Der beschriebene Film heisst «Meatseller», er ist 17 Minuten lang und Teil der Fokusreihe «9 to 5» – ein Spezialprogramm am Fantoche, das sich dem Thema Arbeit widmet. In drei Kurzfilmprogrammen, zwei Langfilmen und einer Ausstellung wird das Thema aus unterschiedlichen Perspektiven beleuchtet.
«Meatseller» ist im Programm «Even a girl could do it: Stories of Labour, Live and Survival». Zu Deutsch: «Das könnte sogar ein Mädchen: Geschichten über Arbeit, Leben und Überleben».
Reale Geschichten in animierten Bildern
Die Filme darin beleuchten das Thema Arbeit aus feministischer Perspektive – und zwar sehr international. Der besprochene «Meatseller» ist ein italienischer Film, der von einer nigerianischen Frau erzählt. Andere Filme erzählen von einer taiwanesischen Grossmutter, einer slowenischen Urgrosstante, von zwei Kindern in einer brasilianischen Favela, von einer französischen Kriegsreporterin in Syrien. Das Besondere an diesen Filmen ist: Sie sind sogenannte «Anidoks».

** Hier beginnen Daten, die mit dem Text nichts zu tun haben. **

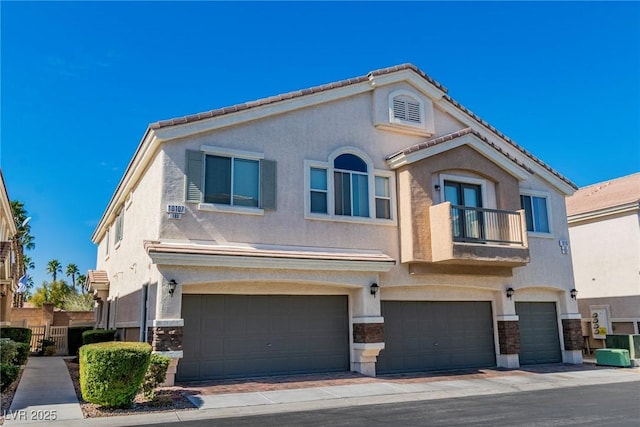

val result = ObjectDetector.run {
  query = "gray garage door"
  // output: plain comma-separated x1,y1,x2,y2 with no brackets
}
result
376,301,496,373
516,302,562,365
177,295,349,381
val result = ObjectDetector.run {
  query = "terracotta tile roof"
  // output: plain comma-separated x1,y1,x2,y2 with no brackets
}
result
149,64,447,129
87,270,109,283
444,95,578,190
567,172,640,215
387,128,533,173
149,63,578,189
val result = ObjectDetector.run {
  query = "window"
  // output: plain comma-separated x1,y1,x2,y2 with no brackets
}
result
311,168,327,214
520,195,551,233
114,209,124,244
307,153,392,220
185,146,276,212
204,156,260,208
333,154,369,217
376,176,391,219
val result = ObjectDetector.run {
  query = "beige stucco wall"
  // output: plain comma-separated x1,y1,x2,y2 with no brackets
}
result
569,212,640,299
96,152,165,327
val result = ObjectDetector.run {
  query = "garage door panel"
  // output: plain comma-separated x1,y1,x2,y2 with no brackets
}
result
515,302,562,365
377,301,495,373
177,295,350,381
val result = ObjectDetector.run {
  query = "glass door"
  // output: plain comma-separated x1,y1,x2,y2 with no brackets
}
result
444,181,483,240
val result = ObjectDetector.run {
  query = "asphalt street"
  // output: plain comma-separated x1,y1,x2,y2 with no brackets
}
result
145,382,640,427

Reale Geschichten, oft auch mit einer originalen Tonspur, werden mit den Mitteln des Animationsfilms erzählt. Nicht alle sind gezeichnet und gemalt wie «Meatseller». Der englische Film «Wild Summon» zum Beispiel benutzt Realfilm und Computeranimation. Die Stimme der Sängerin und Schauspielerin Marianne Faithfull erzählt im Stil der Tierdokumentationen von David Attenborough den Lebenszyklus eines Lachsweibchens.
Gezeigt werden aber in einem wunderschönen wilden Fluss irgendwo in Schottland oder Irland statt der Lachse wunderliche, vermenschlichte Wasserwesen mit Taucherhelm und Flossen an den Füssen. Durch diese Vermenschlichung wird die Distanz, die wir zu Fischen und deren Schicksal haben, überwunden. Das beschwerliche und gefährliche Leben der Lachsweibchen viel besser nachvollziehbar.
Keine Grenzen für formale Gestaltung
Dass in den Programmen die Kurzfilme im Vergleich zu den Filmen in Kinolänge überwiegen, hat einen einfachen Grund: Es ist ungleich viel aufwändiger, 90 Minuten Animationsfilm herzustellen, als 90 Minuten Realfilm.
So vielseitig die Thematiken in diesem Festival-Fokus «9 to 5» am Fantoche sind, so vielseitig sind die Filme. Formal gibt es im Animationsfilm praktisch keine Grenzen, fast alles ist möglich, ob nun von Hand gezeichnet, mit Puppen dargestellt, geknetet, als Stop-Motion-Collage oder computeranimiert. Und neu in diesem Jahr: Der Gewinnerfilm des internationalen Wettbewerbs kann sich für die Oscars qualifizieren.